1a) what-all claims we have toward/against the sky for gone/departed pleasure!
1b) what-all claims do we have toward/against the sky for gone/departed pleasure?
1c) as if we have all kinds of claims toward/against the sky for gone/departed pleasure!

2) we have [=are in a state of having] considered stolen/'carried-off' property [to be] a debt on the highway-robber

Notes:

falak : 'The celestial sphere, the vault of heaven, the firmament; heaven; sky; sphere; fortune, fate'. (Platts p.783)

 

((aish : ''Life; animal life'; a life of pleasure and enjoyment, pleasure, delight, luxury; gratification of the appetites, sensuality; carnal intercourse'. (Platts p.767)

Hali:

This theme too is absolutely drawn from reality: for after being free of care, when people become needy, they always consider themselves oppressed and tyrannized and struck down by the sky, and to their last breath they retain the hope that sometime or other they will certainly receive justice and their star of fortune will rise again.
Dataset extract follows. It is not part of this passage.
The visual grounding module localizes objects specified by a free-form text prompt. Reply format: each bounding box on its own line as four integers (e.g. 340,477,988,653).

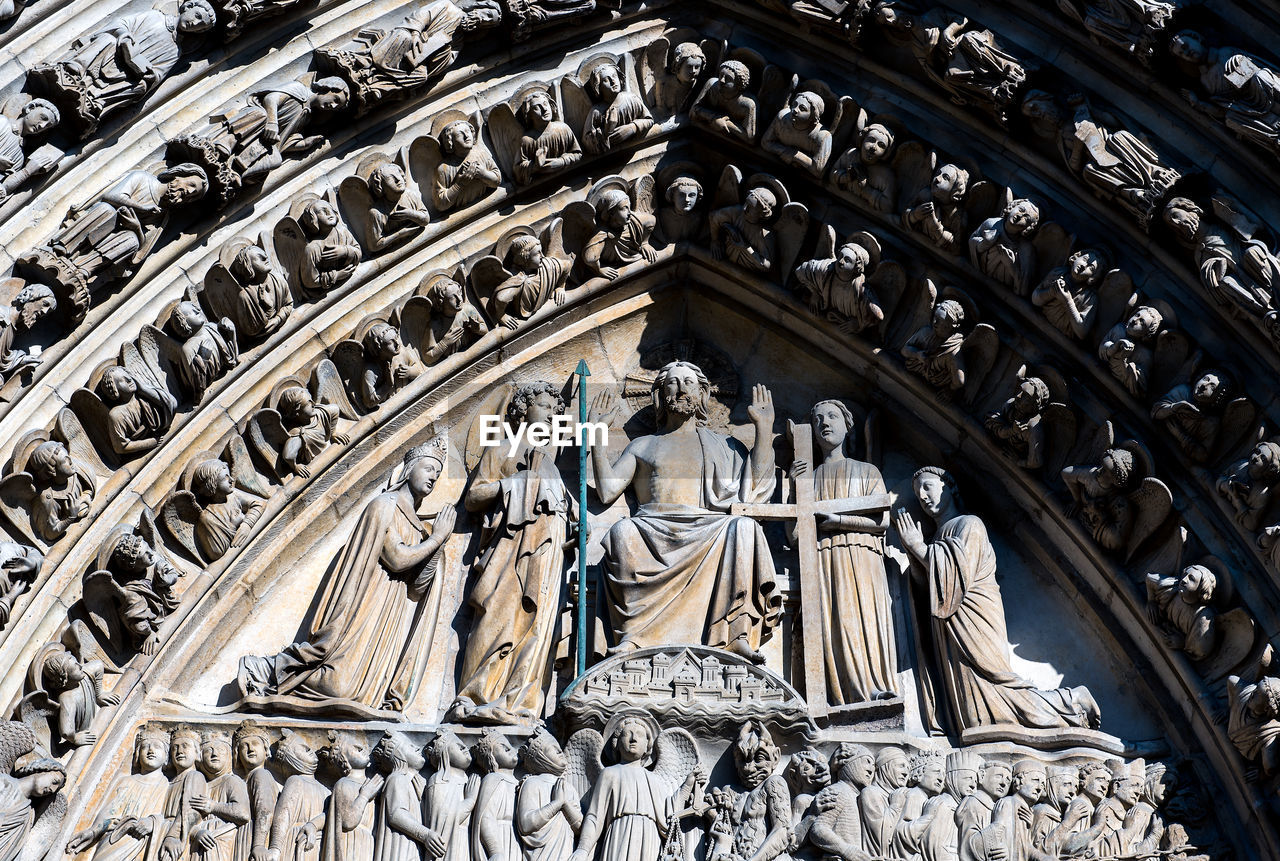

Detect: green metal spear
573,358,591,677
==Urdu text: Yadgar-e Ghalib, p. 145

Nazm:

The gist is that when with the revolving of the heavens the time of pleasure goes, it's futile to hope for it to return. (64)

== Nazm page 64

Bekhud Mohani:

In this verse, three words are very meaningful: 1) 'what'; 2) 'stolen property'; 3) 'highway-robber'. From 'what' and 'highway-robber' it's clear that now that he's already looted it, why would he give it back? (145)

FWP:

SETS == KYA
ROAD: {10,12}
SKY {15,7}
SOUND EFFECTS: {26,7}

After the first two very complex, ponderous verses, this excellently witty one is all the more of a treat. In line one, we have another example of the versatility of kyaa ; for more on this, see {15,10}. (For an especially close comparison, see {21,10} with its use of kyaa kyaa -- and its opposite conclusion.)

As usual in the case of this supremely canny poet, each reading of the first line evokes an entirely apposite reading of the second line.
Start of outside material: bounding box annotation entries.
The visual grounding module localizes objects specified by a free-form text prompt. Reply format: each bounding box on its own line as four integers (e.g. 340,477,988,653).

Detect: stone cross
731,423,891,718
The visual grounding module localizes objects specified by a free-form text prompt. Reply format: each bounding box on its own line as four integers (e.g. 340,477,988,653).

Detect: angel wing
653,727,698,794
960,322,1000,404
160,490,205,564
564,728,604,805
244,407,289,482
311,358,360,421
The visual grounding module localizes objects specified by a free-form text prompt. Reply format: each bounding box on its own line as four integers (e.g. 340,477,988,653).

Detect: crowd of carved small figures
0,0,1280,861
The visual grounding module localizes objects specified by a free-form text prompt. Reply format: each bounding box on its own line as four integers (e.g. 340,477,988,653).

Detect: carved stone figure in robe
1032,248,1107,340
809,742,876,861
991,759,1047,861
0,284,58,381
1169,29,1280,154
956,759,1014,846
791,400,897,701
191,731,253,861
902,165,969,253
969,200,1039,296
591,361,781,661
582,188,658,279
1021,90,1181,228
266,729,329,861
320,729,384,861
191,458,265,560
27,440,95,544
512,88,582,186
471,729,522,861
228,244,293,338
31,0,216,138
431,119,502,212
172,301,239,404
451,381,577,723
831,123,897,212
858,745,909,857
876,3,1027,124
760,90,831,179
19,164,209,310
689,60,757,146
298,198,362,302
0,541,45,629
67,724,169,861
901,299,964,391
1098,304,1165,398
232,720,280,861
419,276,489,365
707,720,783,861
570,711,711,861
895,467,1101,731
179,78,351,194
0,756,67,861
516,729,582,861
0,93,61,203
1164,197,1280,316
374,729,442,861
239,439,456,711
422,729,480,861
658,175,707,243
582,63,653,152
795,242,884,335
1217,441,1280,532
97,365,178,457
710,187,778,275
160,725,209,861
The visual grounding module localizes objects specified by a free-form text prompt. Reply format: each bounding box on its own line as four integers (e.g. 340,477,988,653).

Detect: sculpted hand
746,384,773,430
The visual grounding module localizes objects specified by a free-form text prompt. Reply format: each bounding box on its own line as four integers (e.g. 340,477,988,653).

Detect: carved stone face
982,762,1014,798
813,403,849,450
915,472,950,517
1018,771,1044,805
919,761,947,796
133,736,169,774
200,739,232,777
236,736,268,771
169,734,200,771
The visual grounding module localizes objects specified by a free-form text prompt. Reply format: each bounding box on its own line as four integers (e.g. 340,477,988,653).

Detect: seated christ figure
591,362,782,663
(1a) What many and serious claims we have against the sky for vanished pleasure! We think it's a highway-robber (or at least a protector and enabler of highway-robbers), and when it's brought to justice someday, we'll pursue our right to have our goods back!

(1b) What kinds of claims do we have against the sky for vanished pleasure? We consider it a highway-robber or accomplice-- will we be able to obtain any restitution? Are we right to think that such debts exist, and can be enforced? We need to give the matter some thought.
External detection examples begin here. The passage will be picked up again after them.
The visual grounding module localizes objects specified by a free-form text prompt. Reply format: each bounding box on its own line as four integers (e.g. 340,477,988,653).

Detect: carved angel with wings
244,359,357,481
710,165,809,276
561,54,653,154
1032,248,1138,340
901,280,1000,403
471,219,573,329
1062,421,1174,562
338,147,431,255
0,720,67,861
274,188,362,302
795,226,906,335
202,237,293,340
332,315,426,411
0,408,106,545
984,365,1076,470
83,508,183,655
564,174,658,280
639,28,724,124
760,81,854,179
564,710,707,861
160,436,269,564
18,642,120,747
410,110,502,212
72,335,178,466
(1c) As if we have any claims against the sky for vanished pleasure! What an absurd idea! We have foolishly considered the sky a defendant whom we could take to court, when in fact it is a supremely powerful highway-robber and would never dream of acknowledging our claims. We are not plaintiffs with a strong case, but helpless victims, and we should stop being so naive: the chances for restitution are nil.

The third reading, (1c), is surely the most amusing, and is the one that leaps out first of all-- but the presence of not just kyaa but kyaa kyaa , with its emphasis on variegatedness and multiplicity, guides us strongly toward the other possibilities as well. In Arkansas people say 'what-all' in such cases, which works perfectly, so I've pressed it into service (though unfortunately it's only a regional usage).

And in terms of sound effects, how resonant is the sequence kaa kyaa kyaa taqaazaa ! Through the repetition and alliteration, the sense of urgency, demandingness, insistence makes itself felt.

A piquant verse for comparison: {120,10}.

On samajhnaa as 'to consider', see {90,3}.